Despite all the time I spend on the Interwebz, reading up on endless health-and-fitnessy information, I’m entirely guilty of falling prey to a whole lot of health and fitness myths. You know – the ones that get repeated on endless cycles, but in reality, have no truth to them whatsoever.
If you’re the same, here’s some good news. I’ve debunked the most common health and fitness myths to uncover the long-awaited truth to just about everything. You. Are. Welcome.
1. You have to work out every day
You don’t! You really don’t. In fact, incorporating rest days into your fitness program is one of the most important things you can do to ensure you’re looking after yourself.
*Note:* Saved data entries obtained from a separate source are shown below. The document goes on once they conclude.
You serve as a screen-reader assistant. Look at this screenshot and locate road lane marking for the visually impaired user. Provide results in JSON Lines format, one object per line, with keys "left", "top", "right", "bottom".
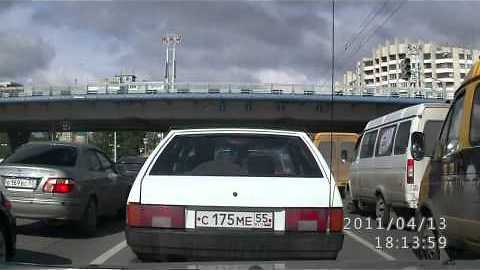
{"left": 90, "top": 240, "right": 127, "bottom": 265}
{"left": 345, "top": 230, "right": 396, "bottom": 261}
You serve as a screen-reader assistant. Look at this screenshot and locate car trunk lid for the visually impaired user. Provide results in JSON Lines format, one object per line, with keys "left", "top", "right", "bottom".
{"left": 0, "top": 165, "right": 70, "bottom": 199}
{"left": 140, "top": 175, "right": 341, "bottom": 208}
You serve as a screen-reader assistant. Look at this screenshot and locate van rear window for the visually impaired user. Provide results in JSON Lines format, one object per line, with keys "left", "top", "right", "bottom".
{"left": 149, "top": 134, "right": 323, "bottom": 178}
{"left": 318, "top": 142, "right": 335, "bottom": 167}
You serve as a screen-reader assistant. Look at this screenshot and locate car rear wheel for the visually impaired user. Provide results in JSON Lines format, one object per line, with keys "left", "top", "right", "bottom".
{"left": 0, "top": 224, "right": 7, "bottom": 263}
{"left": 375, "top": 195, "right": 390, "bottom": 227}
{"left": 79, "top": 199, "right": 97, "bottom": 237}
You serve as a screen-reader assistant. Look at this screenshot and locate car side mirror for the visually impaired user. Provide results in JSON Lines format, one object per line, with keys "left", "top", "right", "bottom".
{"left": 411, "top": 132, "right": 425, "bottom": 161}
{"left": 340, "top": 150, "right": 348, "bottom": 163}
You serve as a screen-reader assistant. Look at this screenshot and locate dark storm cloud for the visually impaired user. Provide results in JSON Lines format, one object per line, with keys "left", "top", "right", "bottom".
{"left": 0, "top": 33, "right": 55, "bottom": 79}
{"left": 334, "top": 0, "right": 480, "bottom": 73}
{"left": 30, "top": 1, "right": 332, "bottom": 82}
{"left": 14, "top": 0, "right": 480, "bottom": 83}
{"left": 0, "top": 1, "right": 14, "bottom": 12}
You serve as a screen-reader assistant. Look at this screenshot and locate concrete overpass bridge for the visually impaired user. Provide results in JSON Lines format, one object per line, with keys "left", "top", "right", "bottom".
{"left": 0, "top": 83, "right": 448, "bottom": 149}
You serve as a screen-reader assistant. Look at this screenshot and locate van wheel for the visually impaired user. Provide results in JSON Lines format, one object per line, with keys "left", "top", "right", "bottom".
{"left": 79, "top": 199, "right": 97, "bottom": 237}
{"left": 375, "top": 195, "right": 391, "bottom": 227}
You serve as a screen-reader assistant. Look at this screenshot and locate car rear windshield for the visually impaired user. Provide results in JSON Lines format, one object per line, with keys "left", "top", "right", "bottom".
{"left": 4, "top": 144, "right": 78, "bottom": 167}
{"left": 150, "top": 134, "right": 323, "bottom": 177}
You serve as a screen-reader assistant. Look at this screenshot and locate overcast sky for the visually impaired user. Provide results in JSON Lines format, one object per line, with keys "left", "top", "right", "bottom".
{"left": 1, "top": 0, "right": 479, "bottom": 85}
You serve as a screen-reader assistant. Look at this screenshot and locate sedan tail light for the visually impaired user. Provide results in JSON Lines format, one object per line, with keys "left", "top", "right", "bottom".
{"left": 328, "top": 208, "right": 344, "bottom": 232}
{"left": 127, "top": 203, "right": 185, "bottom": 228}
{"left": 286, "top": 207, "right": 343, "bottom": 232}
{"left": 43, "top": 178, "right": 75, "bottom": 193}
{"left": 1, "top": 194, "right": 11, "bottom": 209}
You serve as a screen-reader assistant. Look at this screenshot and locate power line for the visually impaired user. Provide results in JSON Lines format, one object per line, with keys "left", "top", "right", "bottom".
{"left": 344, "top": 1, "right": 389, "bottom": 52}
{"left": 337, "top": 0, "right": 407, "bottom": 72}
{"left": 353, "top": 0, "right": 407, "bottom": 57}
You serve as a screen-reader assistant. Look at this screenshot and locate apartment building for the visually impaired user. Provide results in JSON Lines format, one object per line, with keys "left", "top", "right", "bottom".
{"left": 339, "top": 39, "right": 480, "bottom": 98}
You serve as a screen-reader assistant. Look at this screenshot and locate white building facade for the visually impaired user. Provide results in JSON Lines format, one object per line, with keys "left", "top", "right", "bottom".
{"left": 339, "top": 39, "right": 480, "bottom": 99}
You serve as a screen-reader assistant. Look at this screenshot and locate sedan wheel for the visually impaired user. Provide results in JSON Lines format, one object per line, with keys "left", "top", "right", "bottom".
{"left": 0, "top": 224, "right": 7, "bottom": 263}
{"left": 375, "top": 195, "right": 390, "bottom": 227}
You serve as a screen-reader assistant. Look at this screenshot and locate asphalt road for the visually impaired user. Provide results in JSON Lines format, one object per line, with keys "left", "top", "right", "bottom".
{"left": 6, "top": 200, "right": 431, "bottom": 268}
2. Weights will make you bulky
Wrong wrong wrong. Seriously, lifting weights will not automatically turn you into an Arnold-Schwareznegger-bodybuilder-days lookalike (unless you take a serious amount of steroids, which all the female bodybuilders do). In fact, if you stick to cardio only, you’re doing yourself and your fitness levels a serious disservice. By doing weights, you’ll tone muscles, lose body fat and reduce your chances of developing osteoporosis, injury, back pain or arthritis.
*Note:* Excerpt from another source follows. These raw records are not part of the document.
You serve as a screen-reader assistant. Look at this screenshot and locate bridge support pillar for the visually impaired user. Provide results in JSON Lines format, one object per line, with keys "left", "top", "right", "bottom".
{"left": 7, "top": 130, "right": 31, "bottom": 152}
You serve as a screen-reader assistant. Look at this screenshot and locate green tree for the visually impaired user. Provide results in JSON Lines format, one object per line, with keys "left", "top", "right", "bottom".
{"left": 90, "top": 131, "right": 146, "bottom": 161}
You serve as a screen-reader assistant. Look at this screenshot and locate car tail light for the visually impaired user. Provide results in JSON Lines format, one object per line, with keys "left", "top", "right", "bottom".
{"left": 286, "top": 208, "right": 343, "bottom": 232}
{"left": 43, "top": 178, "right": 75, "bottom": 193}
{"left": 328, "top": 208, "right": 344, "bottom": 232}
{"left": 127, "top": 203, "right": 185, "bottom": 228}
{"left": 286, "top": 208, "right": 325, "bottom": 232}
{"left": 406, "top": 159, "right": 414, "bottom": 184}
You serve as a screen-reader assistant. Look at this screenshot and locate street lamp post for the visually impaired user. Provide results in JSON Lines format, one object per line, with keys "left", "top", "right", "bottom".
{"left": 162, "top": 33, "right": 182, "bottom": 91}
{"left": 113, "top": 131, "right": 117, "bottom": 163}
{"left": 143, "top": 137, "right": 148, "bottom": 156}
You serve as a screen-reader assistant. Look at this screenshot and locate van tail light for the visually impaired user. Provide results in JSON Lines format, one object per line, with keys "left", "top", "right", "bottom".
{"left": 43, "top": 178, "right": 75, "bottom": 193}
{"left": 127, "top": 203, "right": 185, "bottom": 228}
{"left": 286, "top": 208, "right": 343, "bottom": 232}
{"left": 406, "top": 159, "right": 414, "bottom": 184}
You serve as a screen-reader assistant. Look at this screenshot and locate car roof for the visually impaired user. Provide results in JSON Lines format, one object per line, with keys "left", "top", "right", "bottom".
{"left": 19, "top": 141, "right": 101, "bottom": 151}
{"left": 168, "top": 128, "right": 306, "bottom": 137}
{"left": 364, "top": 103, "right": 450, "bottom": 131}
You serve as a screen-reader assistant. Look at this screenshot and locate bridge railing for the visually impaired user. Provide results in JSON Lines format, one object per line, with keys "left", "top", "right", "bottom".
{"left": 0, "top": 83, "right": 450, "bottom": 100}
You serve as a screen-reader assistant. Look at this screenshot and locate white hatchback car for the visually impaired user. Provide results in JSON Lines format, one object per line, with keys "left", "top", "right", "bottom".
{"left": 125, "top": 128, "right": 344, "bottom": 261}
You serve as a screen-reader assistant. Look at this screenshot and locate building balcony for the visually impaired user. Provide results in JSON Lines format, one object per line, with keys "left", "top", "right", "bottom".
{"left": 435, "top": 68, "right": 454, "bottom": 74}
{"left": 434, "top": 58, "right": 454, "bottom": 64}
3. Doing millions of crunches will give you abs
Who else has spent ages at the gym, doing what seems like endless crunches and sit-ups, in the vain hope that they’ll result in some kind of six-pack? Or even an eight-pack?
Sadly, if you’re the kind of person that wants to show off their abdominal muscles, those work-outs won’t really help. And neither will those strange machines you see advertised on late-night infomercials. That’s because that six-pack is entirely dependent on your overall percentage of body fat; and if you want to lose that body fat, you’re better off going for a combination of cardio and strength training.
4. You’re not burning calories unless you’re sweating
Not necessarily true. Sweating is your body’s way of cooling down and not the best way of measuring just how much of a workout you’re getting.